For nearly two decades, the Cuban drummer and composer Dafnis Prieto has been a creative force best measured by the scale of his ambition.
A 2011 MacArthur Fellow and the subject of steep critical acclaim, he has never needed a big band to make a big splash.
But this weekend Prieto rolls out his first actual big band, featuring collaborators like alto saxophonist Román Filiú, trumpeters Mike Rodriguez and Alex Sipiagin, and pianist Manuel Valera. The world-premiere engagement, Friday through Sunday at the Jazz Standard, doubles as a warmup for the recording studio: Prieto will make this material the focus of his next album, tentatively due out next spring.
“I have an unbelievable lineup of musicians,” Prieto said by phone on Monday, after wrapping a five-hour rehearsal with the band. “I’m really happy with the way they’re playing the music. We’re refining it little by little, but the first rehearsal was great.”
Prieto’s concept for this body of music is steeped in tribute: he decided to pay homage to musical figures he greatly admires. One brand-new composition, “Una Vez Más,” bears a dedication to the master pianist and bandleader Eddie Palmieri and the trumpeter Brian Lynch. There are also a handful of tunes that Prieto originally wrote for a smaller group, like “Prelude Para Rosa” and “The Sooner the Better,” from his decade-old sextet album, Taking the Soul for a Walk.
“The character of this album and this project is to bring alive my music, but through a tribute,” said Prieto, who framed the big band scale not as a departure but rather an extension. Here is an excerpt of our conversation.
Is this is the first time you’ve done so much work in the big band format?
Yes, that’s right. I had done two songs for Arturo O’Farrill’s Afro-Latin Jazz Orchestra – one called “Song For Chico,” and the second one was called “The Triumphant Journey.” We are going to record those two songs with this band, besides everything else I did.
I feel like even when you’re composing for a small group, you think in terms of an orchestral palette.
So when you actually have 17 or 18 pieces, what’s different about that for you?

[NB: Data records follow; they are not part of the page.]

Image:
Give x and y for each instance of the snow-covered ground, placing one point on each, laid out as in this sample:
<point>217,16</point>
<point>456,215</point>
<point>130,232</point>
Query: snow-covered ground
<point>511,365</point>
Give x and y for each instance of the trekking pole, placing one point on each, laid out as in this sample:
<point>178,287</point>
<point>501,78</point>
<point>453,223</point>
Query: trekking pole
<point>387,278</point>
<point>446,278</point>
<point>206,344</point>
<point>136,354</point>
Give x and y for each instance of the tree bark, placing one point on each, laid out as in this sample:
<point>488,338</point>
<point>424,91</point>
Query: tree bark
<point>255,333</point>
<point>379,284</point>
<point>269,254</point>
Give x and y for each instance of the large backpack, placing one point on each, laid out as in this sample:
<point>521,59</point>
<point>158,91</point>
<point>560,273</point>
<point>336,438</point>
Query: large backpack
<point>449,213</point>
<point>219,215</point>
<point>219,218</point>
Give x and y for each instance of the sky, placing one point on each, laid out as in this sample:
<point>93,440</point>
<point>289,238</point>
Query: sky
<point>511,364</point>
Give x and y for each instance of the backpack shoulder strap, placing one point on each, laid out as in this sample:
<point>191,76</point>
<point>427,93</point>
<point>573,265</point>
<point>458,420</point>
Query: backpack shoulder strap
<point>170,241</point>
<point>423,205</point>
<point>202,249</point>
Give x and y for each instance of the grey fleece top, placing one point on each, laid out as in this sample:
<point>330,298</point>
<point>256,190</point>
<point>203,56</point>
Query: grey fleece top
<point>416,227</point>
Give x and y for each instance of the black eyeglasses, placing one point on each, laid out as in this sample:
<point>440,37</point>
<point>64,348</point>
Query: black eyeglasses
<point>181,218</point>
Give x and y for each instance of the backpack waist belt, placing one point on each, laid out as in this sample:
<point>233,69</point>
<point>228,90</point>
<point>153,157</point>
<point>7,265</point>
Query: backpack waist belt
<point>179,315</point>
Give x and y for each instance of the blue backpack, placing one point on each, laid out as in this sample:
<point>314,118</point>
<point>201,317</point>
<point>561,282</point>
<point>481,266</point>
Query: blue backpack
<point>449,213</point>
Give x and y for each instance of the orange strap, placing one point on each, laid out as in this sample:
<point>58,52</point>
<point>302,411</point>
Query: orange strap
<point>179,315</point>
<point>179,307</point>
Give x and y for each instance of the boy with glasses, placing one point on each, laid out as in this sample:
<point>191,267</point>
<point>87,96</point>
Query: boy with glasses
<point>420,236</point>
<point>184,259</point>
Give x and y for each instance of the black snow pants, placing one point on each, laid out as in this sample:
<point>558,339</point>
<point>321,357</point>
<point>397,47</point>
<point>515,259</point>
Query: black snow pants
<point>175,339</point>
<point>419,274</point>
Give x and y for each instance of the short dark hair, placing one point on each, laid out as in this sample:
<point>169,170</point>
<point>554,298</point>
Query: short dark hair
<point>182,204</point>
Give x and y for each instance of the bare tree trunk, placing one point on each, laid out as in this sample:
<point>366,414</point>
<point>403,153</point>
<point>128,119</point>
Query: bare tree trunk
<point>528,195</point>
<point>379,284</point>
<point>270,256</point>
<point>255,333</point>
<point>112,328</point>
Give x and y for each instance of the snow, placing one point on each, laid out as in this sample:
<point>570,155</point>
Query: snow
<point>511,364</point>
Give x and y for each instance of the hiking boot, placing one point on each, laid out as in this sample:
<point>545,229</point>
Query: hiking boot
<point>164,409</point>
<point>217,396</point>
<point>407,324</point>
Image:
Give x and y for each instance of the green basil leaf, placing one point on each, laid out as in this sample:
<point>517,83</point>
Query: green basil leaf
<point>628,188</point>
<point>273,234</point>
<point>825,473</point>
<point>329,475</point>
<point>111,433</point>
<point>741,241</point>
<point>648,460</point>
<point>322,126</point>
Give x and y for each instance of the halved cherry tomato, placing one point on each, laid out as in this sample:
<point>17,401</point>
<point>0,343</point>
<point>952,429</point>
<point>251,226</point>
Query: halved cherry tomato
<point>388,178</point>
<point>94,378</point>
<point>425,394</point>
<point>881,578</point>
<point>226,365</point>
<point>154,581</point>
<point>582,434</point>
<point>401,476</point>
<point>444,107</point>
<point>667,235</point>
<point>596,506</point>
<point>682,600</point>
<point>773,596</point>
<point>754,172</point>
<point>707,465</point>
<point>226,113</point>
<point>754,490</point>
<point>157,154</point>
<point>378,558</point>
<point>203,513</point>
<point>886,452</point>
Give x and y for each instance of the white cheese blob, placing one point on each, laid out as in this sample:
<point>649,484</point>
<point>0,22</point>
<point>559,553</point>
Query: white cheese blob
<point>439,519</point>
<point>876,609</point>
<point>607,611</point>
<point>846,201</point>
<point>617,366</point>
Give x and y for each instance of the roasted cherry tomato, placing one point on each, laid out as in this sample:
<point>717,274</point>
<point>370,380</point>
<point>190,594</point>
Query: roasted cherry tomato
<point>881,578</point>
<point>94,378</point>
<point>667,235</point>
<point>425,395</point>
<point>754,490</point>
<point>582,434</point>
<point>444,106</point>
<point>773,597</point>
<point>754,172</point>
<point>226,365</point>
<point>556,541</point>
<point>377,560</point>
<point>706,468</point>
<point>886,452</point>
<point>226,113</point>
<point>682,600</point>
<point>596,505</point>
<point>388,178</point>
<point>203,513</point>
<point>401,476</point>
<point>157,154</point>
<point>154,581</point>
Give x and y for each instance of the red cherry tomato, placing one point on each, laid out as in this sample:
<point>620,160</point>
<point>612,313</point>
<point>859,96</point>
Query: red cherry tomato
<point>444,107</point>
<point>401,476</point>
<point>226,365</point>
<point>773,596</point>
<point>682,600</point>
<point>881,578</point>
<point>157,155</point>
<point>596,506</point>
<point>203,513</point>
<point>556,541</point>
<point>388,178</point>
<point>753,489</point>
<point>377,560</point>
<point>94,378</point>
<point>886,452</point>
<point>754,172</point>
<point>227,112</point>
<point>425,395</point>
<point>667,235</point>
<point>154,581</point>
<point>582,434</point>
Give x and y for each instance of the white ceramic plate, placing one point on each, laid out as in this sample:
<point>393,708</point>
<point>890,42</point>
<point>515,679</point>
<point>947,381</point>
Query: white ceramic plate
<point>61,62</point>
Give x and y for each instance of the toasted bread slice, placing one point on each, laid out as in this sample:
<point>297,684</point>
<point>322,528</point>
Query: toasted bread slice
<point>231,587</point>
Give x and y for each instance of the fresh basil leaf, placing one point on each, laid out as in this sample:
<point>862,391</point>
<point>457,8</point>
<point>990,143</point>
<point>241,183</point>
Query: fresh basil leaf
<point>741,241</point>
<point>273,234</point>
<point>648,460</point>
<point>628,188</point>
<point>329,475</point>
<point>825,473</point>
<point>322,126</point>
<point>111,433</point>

It was very challenging for me. I’m bringing nine compositions to be recorded; we’re going to play them at the Jazz Standard as well. Some of them are new, and I’m rearranging some songs that were played by my quartet or the sextet. Believe it or not, the rearranging of the old songs has been more challenging to me than making up a completely new song for the band.
Is that because you had a picture already in your head?
What happens to me when I write something, even a piece for the quartet, is that I have a sense of a completeness, on a compositional level. And now, I have to amplify that – I have to bring that to a new dimension with the different sounds. That was the hardest part for me, to rearrange the material and make it sound coherent for a bigger instrumentation. That was more challenging than bringing a new song off the top of my head. But the whole thing is a challenge. I think my aim is to really bring different textures and different sounds, and I would like to believe that they are new sounds, for a big band.
With Arturo’s band, for instance, there’s a very clear precedent that he’s extending – the example of his father, Chico O’Farrill. It strikes me that your mission is a little different, that you’re not thinking in terms of a lineage. What does the precedent mean to you, here?
I am not trying to sound like any other big band but my own. Obviously, I heard the classic big bands, like Duke Ellington’s, and also the Latin big bands, like Chico and Mario Bauzá. But I see this big band as an extension of myself as a composer – just in a bigger room, in a way. I’m not really thinking “I want to sound like this big band,” like Count Basie or Duke or any of these other bands. They have their own specific sound and their own specific strategy. I’m trying to also create my own strategy and sound, so that it comes out as myself.
Is the core of this group the rhythm section, as a foundation over which everything else is built?
The rhythm section is a very strong part of it. But there is a lot of material where the strength of it comes from the melodic or harmonic aspect of it. We’re playing a ballad which, in the recording the melody is going to be played by Henry Threadgill. But it’s like a bolero, so rhythmically there’s not really that much to it. So I tried to get the thickness of the band through the harmony and through the melodic aspect of the counterpoint. Obviously, there is a great deal of strength in the rhythm section, but there is a lot of other things going on.